談笑する者、緊張した面持ちで前だけを見据える者、腕を組んで周囲を値踏みする者。
そのどれもが、これから始まる何かを前にした人間の顔をしている。
それにしても、とメメント・コルは内心で眉を寄せた。
自分の装備は、いったいどこへ消えたのか。
幾多の死地を共にしてきた名剣も、盾も、鎧も、兜も、小手も、鉄靴も、何ひとつ身につけていない。

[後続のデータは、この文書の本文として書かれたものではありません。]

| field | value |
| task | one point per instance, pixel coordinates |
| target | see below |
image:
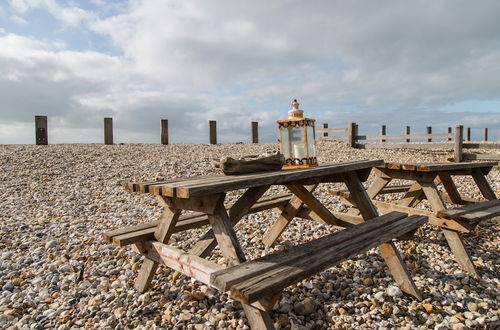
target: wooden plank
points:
(316, 206)
(456, 213)
(279, 278)
(271, 178)
(458, 143)
(482, 145)
(404, 145)
(289, 212)
(433, 167)
(381, 136)
(188, 264)
(458, 249)
(433, 218)
(483, 184)
(450, 187)
(224, 232)
(388, 250)
(470, 156)
(226, 278)
(162, 234)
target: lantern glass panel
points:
(311, 148)
(297, 134)
(285, 142)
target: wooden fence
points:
(350, 134)
(448, 141)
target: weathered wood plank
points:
(433, 219)
(226, 278)
(272, 178)
(279, 278)
(188, 264)
(289, 212)
(483, 184)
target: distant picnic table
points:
(258, 283)
(426, 178)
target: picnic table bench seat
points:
(473, 213)
(145, 231)
(253, 280)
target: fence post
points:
(255, 132)
(351, 135)
(457, 150)
(382, 132)
(164, 131)
(212, 127)
(108, 130)
(41, 130)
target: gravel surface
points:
(57, 272)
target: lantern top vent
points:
(295, 112)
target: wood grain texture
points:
(286, 274)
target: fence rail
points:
(453, 140)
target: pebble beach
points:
(56, 271)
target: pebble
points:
(57, 272)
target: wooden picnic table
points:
(426, 178)
(258, 284)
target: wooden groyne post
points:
(41, 131)
(108, 130)
(255, 132)
(164, 131)
(212, 128)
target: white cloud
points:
(237, 62)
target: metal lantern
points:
(296, 139)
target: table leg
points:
(163, 232)
(388, 250)
(413, 196)
(231, 250)
(452, 237)
(289, 212)
(483, 184)
(450, 188)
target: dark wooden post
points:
(108, 130)
(255, 132)
(457, 150)
(382, 132)
(164, 131)
(41, 130)
(351, 135)
(212, 127)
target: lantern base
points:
(292, 166)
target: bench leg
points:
(289, 212)
(231, 250)
(388, 250)
(450, 188)
(483, 184)
(458, 249)
(163, 232)
(452, 237)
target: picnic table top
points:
(437, 167)
(207, 185)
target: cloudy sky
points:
(397, 63)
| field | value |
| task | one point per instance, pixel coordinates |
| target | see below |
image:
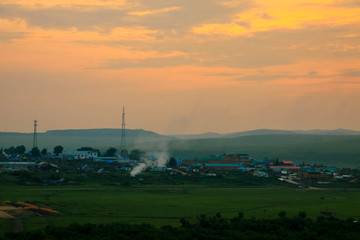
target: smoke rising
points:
(158, 158)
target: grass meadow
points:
(163, 205)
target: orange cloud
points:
(149, 12)
(280, 14)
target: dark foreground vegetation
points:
(215, 227)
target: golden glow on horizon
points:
(263, 64)
(39, 4)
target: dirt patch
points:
(4, 211)
(12, 209)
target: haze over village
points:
(203, 119)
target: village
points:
(83, 162)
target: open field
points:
(160, 205)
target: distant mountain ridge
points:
(268, 132)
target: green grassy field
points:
(161, 204)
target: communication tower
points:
(35, 134)
(123, 142)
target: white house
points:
(78, 154)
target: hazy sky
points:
(180, 66)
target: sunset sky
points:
(180, 66)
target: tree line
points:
(35, 152)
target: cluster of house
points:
(241, 163)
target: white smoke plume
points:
(136, 170)
(156, 159)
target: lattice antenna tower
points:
(35, 134)
(123, 141)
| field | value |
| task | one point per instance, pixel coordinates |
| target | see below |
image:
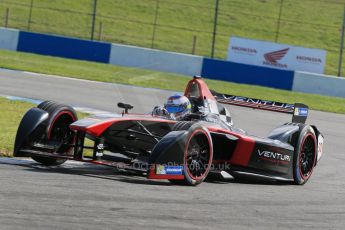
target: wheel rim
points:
(60, 132)
(198, 155)
(307, 156)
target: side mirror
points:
(125, 107)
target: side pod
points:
(31, 120)
(169, 152)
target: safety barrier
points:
(164, 61)
(63, 47)
(247, 74)
(169, 62)
(319, 84)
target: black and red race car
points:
(183, 151)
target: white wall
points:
(9, 39)
(319, 84)
(164, 61)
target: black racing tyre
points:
(305, 155)
(57, 130)
(198, 155)
(182, 125)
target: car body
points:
(183, 151)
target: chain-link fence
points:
(201, 27)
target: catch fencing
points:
(194, 27)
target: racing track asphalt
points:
(77, 196)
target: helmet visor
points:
(175, 108)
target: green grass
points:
(307, 23)
(11, 113)
(147, 78)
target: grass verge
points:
(11, 113)
(154, 79)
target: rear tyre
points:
(305, 155)
(57, 131)
(182, 125)
(198, 155)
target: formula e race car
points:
(184, 151)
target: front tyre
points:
(305, 155)
(198, 155)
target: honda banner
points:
(276, 55)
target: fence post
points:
(155, 24)
(194, 44)
(214, 28)
(100, 34)
(341, 45)
(93, 18)
(279, 18)
(30, 14)
(7, 15)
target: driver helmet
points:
(178, 106)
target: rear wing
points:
(298, 110)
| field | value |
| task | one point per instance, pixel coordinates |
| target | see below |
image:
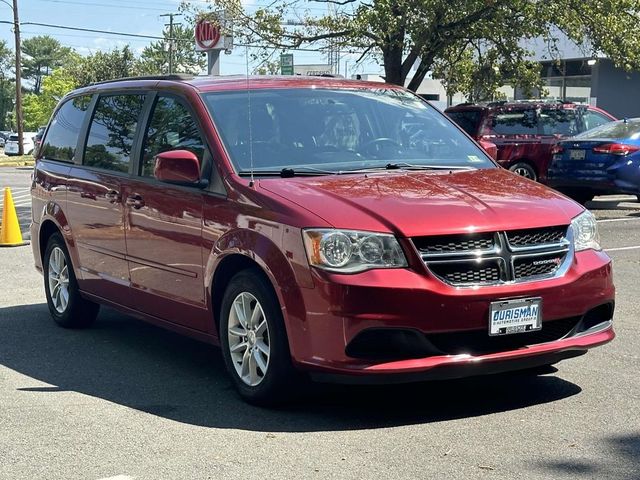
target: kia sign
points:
(207, 36)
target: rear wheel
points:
(254, 341)
(524, 170)
(66, 306)
(582, 197)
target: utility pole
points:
(16, 30)
(171, 39)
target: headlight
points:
(349, 251)
(585, 232)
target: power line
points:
(137, 35)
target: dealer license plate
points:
(515, 316)
(577, 154)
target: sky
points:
(129, 16)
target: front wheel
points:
(66, 305)
(524, 170)
(254, 341)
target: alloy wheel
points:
(58, 280)
(249, 343)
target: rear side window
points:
(468, 120)
(594, 119)
(112, 132)
(60, 142)
(517, 122)
(559, 122)
(172, 127)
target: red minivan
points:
(336, 229)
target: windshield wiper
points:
(411, 166)
(288, 172)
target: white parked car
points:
(11, 145)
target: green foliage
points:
(412, 37)
(102, 66)
(37, 109)
(155, 57)
(41, 55)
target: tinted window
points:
(518, 122)
(112, 130)
(171, 128)
(60, 143)
(468, 120)
(614, 130)
(559, 122)
(594, 119)
(337, 130)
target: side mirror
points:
(490, 148)
(180, 167)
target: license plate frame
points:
(522, 315)
(577, 154)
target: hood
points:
(427, 202)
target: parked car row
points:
(578, 149)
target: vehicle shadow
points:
(620, 461)
(137, 365)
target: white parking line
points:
(621, 248)
(626, 219)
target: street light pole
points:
(171, 40)
(16, 30)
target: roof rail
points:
(175, 77)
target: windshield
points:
(334, 130)
(468, 120)
(614, 130)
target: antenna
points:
(246, 61)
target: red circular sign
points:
(207, 34)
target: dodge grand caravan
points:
(336, 229)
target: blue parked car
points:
(604, 160)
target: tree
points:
(41, 55)
(409, 37)
(102, 66)
(37, 109)
(155, 57)
(478, 71)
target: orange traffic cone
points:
(10, 235)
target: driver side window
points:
(172, 127)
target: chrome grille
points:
(536, 236)
(496, 258)
(455, 243)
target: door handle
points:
(112, 196)
(136, 201)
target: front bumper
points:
(341, 307)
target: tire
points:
(260, 364)
(74, 311)
(524, 170)
(582, 197)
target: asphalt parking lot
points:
(128, 400)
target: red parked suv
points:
(525, 132)
(341, 229)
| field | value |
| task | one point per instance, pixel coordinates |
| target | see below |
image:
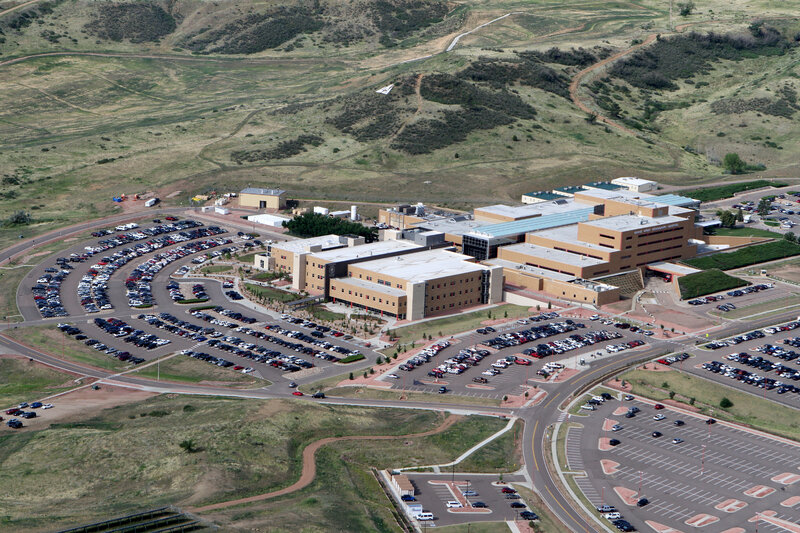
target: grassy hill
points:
(194, 96)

代わりに纏っているのは、見知らぬ薄手の布の服と歩きにくい革靴だけだ。
頼りなく、心許なく、戦場にはあまりにも不向きな衣服だった。
「……見た目だけみたら、随分と無防備だね」
ルルナーデが、どこか呆れたように言う。
彼女には触れられる物はないが、言葉だけはいつも通り鋭い。
「だが、今はこれで歩くしかない」
メメント・コルは短く答えた。
状況を把握するまでは、余計なことをしても仕方がない。
まずは観察し、次に判断する。
それが彼のやり方だった。
彼の仮面ゆえか、多少は奇異の目で見られていたが、彼は気にしない。
「どうやら、ここの人たちはあの建物が目的みたいだ」
ルルナーデが、前方を見やって目を細める。
その先には、巨大な建造物がそびえ立っていた。
遠くからでも圧倒されるほどの規模で、規則正しく並んだ壁面と、整えられた外観は、遺跡でも王城でもない。

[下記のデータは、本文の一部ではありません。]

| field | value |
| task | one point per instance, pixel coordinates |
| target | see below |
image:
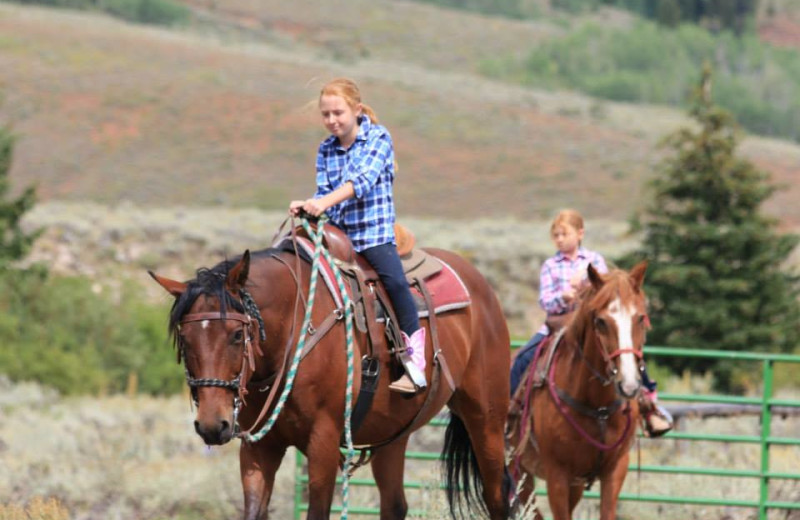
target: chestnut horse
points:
(579, 414)
(229, 364)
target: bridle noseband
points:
(235, 384)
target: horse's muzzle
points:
(628, 391)
(215, 434)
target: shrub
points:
(58, 332)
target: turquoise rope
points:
(348, 315)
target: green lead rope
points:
(348, 316)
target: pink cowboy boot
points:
(414, 378)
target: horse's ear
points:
(594, 277)
(637, 274)
(238, 275)
(173, 287)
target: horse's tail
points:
(463, 482)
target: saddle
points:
(435, 286)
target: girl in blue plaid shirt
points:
(561, 277)
(355, 173)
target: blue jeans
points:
(523, 359)
(386, 262)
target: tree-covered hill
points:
(217, 112)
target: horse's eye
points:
(238, 336)
(600, 324)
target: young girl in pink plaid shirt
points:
(562, 275)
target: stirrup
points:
(403, 385)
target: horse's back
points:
(484, 357)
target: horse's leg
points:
(575, 494)
(258, 464)
(526, 505)
(323, 464)
(388, 468)
(558, 494)
(610, 486)
(487, 436)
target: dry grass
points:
(120, 458)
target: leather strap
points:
(423, 289)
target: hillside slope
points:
(222, 113)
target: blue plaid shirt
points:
(368, 218)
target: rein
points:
(306, 330)
(601, 414)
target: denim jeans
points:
(523, 359)
(386, 262)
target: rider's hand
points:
(314, 207)
(295, 206)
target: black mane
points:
(210, 282)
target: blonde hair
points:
(348, 90)
(568, 217)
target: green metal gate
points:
(763, 499)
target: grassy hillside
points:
(221, 113)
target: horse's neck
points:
(583, 359)
(275, 290)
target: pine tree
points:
(14, 242)
(717, 277)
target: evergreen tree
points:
(14, 242)
(716, 277)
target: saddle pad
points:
(447, 291)
(446, 288)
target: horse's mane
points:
(210, 282)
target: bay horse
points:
(229, 364)
(579, 413)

機能性と威圧感を両立させたような、奇妙な存在感を放っている。
そして何より、そこに集う者たちの雰囲気が違った。
剣を携える者もいなければ、革鎧に身を包む者もいない。
迷宮を探る者の目でもない。
異形を狩る者の気配でもない。
装備や会話の端々から見ても、ここで行われるのは迷宮探索でも異形退治でもないらしい。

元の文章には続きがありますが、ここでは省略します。